The question: If the prisoners in question pose no threat of violence, why were they sent to jail or prison in the first place?
The opportunity: The COVID-19 outbreak should mark the beginning of mass decarceration, not just a temporary exception to a dumb and damaging practice.
More than 2.3 million Americans live in cages.
The vast majority of them are not murderers, rapists, armed robbers, or kidnappers.
In fact, many of them didn’t victimize anyone at all — they didn’t pick your pocket or steal your car, they just got caught disobeying this or that arbitrary government edict (for example, laws against using or selling marijuana).
But instead of letting them pay their own rent, buy their own food, and provide for their own medical insurance — not to mention earning money to pay restitution to their victims if they have any — American politicians extort nearly $200 billion a year from American taxpayers to confine them in institutions that provide those already criminally inclined with higher educations in their chosen fields while simultaneously promoting the spread of every malady imaginable from anti-social behavior to substance abuse to, yes, infectious disease.
That was crazy before the pandemic. It’s crazier now, as even the most dim-witted among us (our politicians) are beginning to understand. And it would be bat-feces insane to go right back to it once the COVID-19 panic ends.

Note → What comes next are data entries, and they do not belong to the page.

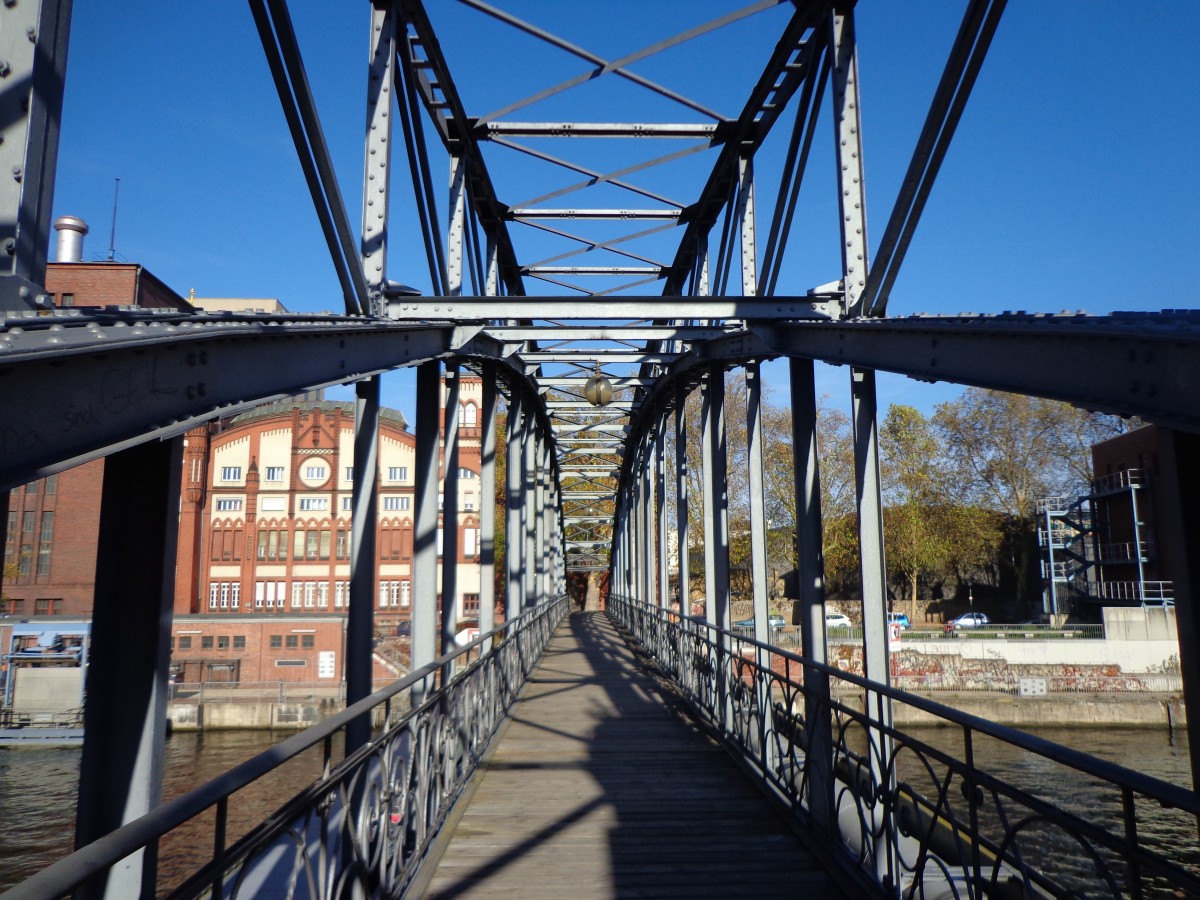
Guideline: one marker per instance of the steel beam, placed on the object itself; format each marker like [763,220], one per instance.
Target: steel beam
[125,713]
[810,615]
[425,522]
[364,517]
[651,307]
[487,505]
[94,393]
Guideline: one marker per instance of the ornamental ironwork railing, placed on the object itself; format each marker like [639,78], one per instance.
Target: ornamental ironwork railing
[966,810]
[367,821]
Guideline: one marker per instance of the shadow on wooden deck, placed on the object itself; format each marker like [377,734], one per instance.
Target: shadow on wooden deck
[601,785]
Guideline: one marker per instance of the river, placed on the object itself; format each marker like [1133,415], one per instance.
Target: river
[37,787]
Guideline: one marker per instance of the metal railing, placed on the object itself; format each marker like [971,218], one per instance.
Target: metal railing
[790,635]
[365,825]
[913,815]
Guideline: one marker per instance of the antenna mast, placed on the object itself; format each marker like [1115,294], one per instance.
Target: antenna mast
[112,233]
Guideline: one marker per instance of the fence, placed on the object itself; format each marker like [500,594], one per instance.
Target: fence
[916,815]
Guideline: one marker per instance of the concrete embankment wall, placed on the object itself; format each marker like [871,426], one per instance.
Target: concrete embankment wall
[265,715]
[1133,711]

We already have at our disposal, and are already using, the technology and manpower we need to do away with incarceration for all but the most violent and dangerous criminals: The electronic tracking devices already used to enforce “house arrest” and “work release” convicts, and correctional institution staff who can be transitioned into jobs as tracking monitors and/or probation and parole officers.
Where there’s a will, there’s a way. We’ve had the way for ages. COVID-19 has at least temporarily created the will. Let’s hold on to the lesson permanently instead of falling back into error when this present crisis ends.